# double switch



## hoarea (Apr 11, 2008)

can some one try to explaine this to me. i have a double switch i am trying to change it to two single ones problem is in side the box there are only three wires red, black, and white. red is on top left, black is on bottom left and white is on top right. red and black are not connected. the run two different lights and there is no other switchs for them. is it posible to put 2 switches in?


----------



## kok328 (Apr 11, 2008)

I'm not sure I understand your question.

However, you can not replace a 3-way switch with two one way switches.


----------



## hoarea (Apr 11, 2008)

it is not a three way switch. a three way switch would have 2 switches for one light would it not?


----------



## triple D (Apr 11, 2008)

Horea, I'm quite sure what you are describing is a 3-way switch. Check the switch, it should not say on/off on it. If it does, it will be a first for me. A three way will not have any writing on it. The only thing is where is the other end hiding? Sometimes in a remodel I will disable one end by nutting the black and white together and putting a blank on the box. This allows the other end to act as a single pole. See if you can't gather some more info for us, like how many wires are in the light fixture boxes. Maybe we can help you out with some of those old school tricks. Let us know, good luck....


----------



## hoarea (Apr 12, 2008)

ok. i no it is a double switch with two switch lever, a three way switch has only one switch lever.now one lever turns on a ceiling light in the back room and the other lever turns on a outside light. so this is why i am confused. there should be a forth wire.


----------



## Square Eye (Apr 12, 2008)

Someone may have dropped a 3 wire into the box from the last fixture or from a junction box in the ceiling. The switch sounds like a duplex top/bottom switch.
The power most likely comes in on the white and returns on the red and the black. GET A METER. Check it out.

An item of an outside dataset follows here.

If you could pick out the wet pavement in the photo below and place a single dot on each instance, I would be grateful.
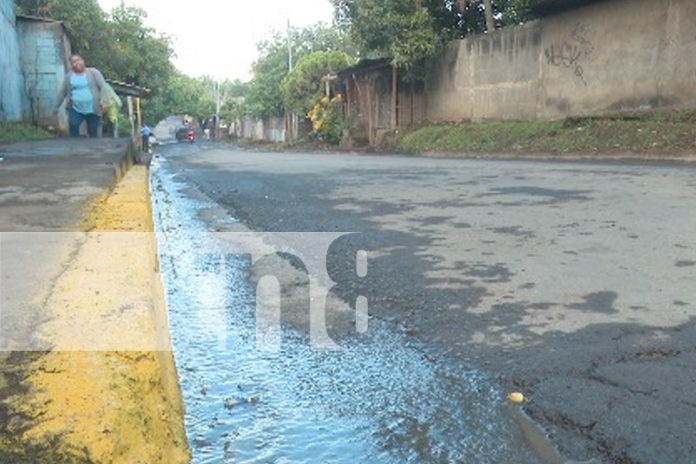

If you can't get a meter, turn the breaker off, connect the black and white. Turn the breaker back on and go look to see which light comes on. turn the breaker back off and connect the white and red, breaker back on, check again which light comes on. If nothing, turn the breaker back off, then try black to red. One of those wires will work with both lights and that will be your common power source. Pigtail it with 2 leads. Run one to each switch. Then the other 2 wires, one to each switch.


----------



## hoarea (Apr 13, 2008)

thanks for all the help. did what square eye said and it worked fine. white was hot


----------



## Square Eye (Apr 13, 2008)

YAY!!! 

I got ONE right!


----------